Brandschutz und öffentliche Sicherheit

Für ein kulturell genutztes Gebäude wie Marschall 66 sind Brandschutz und Personensicherheit entscheidend. Foamglas T3+ ist nichtbrennbar, entspricht der Baustoffklasse A1 nach DIN EN 13501-1 und verhindert die Ausbreitung von Feuer, Rauch und toxischen Gasen über die Dämmschicht. So wird der öffentliche Raum zuverlässig geschützt.

Einfache Handhabung bei dauerhafter Wirkung

Mit einer Druckfestigkeit von mindestens 500 Kilopascal widersteht Foamglas T3+ mechanischen Belastungen und bleibt auch in verwinkelten Bereichen maßhaltig. © Foamglas

Die Montage von Foamglas T3+ erfolgte direkt auf dem bestehenden Mauerwerk. Eine zusätzliche Dampfbremse oder kapillaraktive Schicht war nicht erforderlich.

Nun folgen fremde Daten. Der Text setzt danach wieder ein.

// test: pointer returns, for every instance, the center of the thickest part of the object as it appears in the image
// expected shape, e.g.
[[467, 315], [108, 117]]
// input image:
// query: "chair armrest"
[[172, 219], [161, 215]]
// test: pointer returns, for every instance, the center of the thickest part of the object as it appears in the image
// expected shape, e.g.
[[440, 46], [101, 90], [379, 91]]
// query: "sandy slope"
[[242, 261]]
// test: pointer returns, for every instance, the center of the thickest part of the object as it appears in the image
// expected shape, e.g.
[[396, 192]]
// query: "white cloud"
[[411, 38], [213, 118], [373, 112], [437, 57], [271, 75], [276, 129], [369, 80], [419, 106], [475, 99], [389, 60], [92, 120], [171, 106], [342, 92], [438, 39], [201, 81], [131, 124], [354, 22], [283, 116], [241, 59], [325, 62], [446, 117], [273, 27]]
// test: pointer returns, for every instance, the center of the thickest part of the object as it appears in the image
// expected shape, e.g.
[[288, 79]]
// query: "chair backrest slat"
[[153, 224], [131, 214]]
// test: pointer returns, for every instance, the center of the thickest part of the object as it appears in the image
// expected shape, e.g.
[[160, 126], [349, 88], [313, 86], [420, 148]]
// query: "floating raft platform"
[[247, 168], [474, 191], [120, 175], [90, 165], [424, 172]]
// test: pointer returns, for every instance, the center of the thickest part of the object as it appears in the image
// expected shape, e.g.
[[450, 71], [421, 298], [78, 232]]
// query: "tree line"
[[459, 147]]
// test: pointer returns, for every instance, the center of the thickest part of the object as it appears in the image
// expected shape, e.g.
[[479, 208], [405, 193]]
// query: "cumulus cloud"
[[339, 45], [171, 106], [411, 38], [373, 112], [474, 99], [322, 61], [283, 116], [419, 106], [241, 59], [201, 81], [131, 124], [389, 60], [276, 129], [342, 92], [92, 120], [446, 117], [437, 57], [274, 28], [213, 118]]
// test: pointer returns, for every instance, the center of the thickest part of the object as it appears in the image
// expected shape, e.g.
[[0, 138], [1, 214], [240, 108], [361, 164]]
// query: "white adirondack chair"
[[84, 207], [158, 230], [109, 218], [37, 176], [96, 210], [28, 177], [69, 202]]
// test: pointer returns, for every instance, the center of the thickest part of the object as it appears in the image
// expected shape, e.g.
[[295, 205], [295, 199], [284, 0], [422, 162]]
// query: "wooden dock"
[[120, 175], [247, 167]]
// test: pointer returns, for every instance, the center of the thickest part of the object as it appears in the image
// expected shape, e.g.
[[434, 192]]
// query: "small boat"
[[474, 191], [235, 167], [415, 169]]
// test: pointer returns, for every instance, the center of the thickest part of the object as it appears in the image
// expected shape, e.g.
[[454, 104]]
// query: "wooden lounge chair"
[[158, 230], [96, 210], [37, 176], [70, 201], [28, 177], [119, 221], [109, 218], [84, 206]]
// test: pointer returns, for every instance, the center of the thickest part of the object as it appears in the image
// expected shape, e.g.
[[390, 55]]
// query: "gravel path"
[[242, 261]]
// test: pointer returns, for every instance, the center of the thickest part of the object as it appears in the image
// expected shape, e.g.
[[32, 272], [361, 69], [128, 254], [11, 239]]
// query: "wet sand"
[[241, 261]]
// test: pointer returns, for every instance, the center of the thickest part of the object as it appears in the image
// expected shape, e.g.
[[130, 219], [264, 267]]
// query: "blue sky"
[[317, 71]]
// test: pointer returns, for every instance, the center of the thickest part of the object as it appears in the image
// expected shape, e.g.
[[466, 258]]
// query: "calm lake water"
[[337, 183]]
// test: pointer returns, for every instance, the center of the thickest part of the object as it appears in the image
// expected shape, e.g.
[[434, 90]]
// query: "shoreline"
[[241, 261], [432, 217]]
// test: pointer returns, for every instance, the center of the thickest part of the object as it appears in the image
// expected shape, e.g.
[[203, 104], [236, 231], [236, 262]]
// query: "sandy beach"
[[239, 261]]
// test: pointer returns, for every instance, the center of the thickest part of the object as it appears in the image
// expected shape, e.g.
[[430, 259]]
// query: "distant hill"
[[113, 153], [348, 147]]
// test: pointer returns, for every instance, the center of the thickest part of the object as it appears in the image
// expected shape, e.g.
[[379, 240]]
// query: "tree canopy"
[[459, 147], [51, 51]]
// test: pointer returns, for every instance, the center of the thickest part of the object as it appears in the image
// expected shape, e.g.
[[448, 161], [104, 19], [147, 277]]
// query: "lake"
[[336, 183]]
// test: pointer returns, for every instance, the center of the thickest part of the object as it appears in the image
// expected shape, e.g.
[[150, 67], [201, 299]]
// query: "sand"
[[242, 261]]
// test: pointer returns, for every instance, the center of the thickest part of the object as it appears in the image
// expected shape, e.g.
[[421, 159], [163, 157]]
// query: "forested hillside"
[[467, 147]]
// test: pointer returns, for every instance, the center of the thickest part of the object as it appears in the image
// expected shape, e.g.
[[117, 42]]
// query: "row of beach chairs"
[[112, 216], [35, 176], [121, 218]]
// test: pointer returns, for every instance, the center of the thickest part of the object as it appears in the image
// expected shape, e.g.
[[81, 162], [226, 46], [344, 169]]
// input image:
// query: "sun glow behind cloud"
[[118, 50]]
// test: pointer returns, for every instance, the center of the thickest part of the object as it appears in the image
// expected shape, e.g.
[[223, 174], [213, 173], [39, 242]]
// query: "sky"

Foamglas T3+ erreicht bereits mit einer dünnen Schichtstärke von 80 Millimetern eine hohe energetische Wirkung, ohne den Innenraum unnötig einzuengen. © Foamglas

Schadstoffbelastete Bereiche wurden zuvor vorbehandelt, danach konnten die Platten direkt verklebt oder mit Gipsputz überzogen werden. Das Material unterstützt die planerische Vereinfachung und hohe Ausführungsqualität.

Nachhaltigkeit und Werterhalt

In den Fensterlaibungen und Unterzügen kam eine 40 Millimeter starke Ausführung zum Einsatz – für eine durchgängige Dämmwirkung bis in baulich anspruchsvolle Detailzonen. © Foamglas

Foamglas T3+ besteht aus recyceltem Glas kombiniert mit neuem Rohstoff, ist anorganisch, unverrottbar und chemisch beständig. Damit sichert der Dämmstoff die Bausubstanz langfristig, reduziert Wärmeverluste und unterstützt die Nachhaltigkeitsziele der Stadtentwicklung ISEK 2030+.

Foamglas T3+ als zukunftssichere Lösung

Die Foamglas Platten wurden direkt auf das Mauerwerk aufgebracht und anschließend mit Gipskarton oder Putz weiterverarbeitet. © Foamglas

Das Projekt Marschall 66 zeigt, wie Dämmung, Mauerwerksbau und Denkmalschutz erfolgreich vereint werden können. Foamglas T3+ ermöglicht eine energetisch wirksame, brandsichere und dauerhaft haltbare Innendämmung. Der Schaumglas-Dämmstoff trägt dazu bei, dass das Gebäude auch für zukünftige Generationen als kultureller Treffpunkt erhalten bleibt.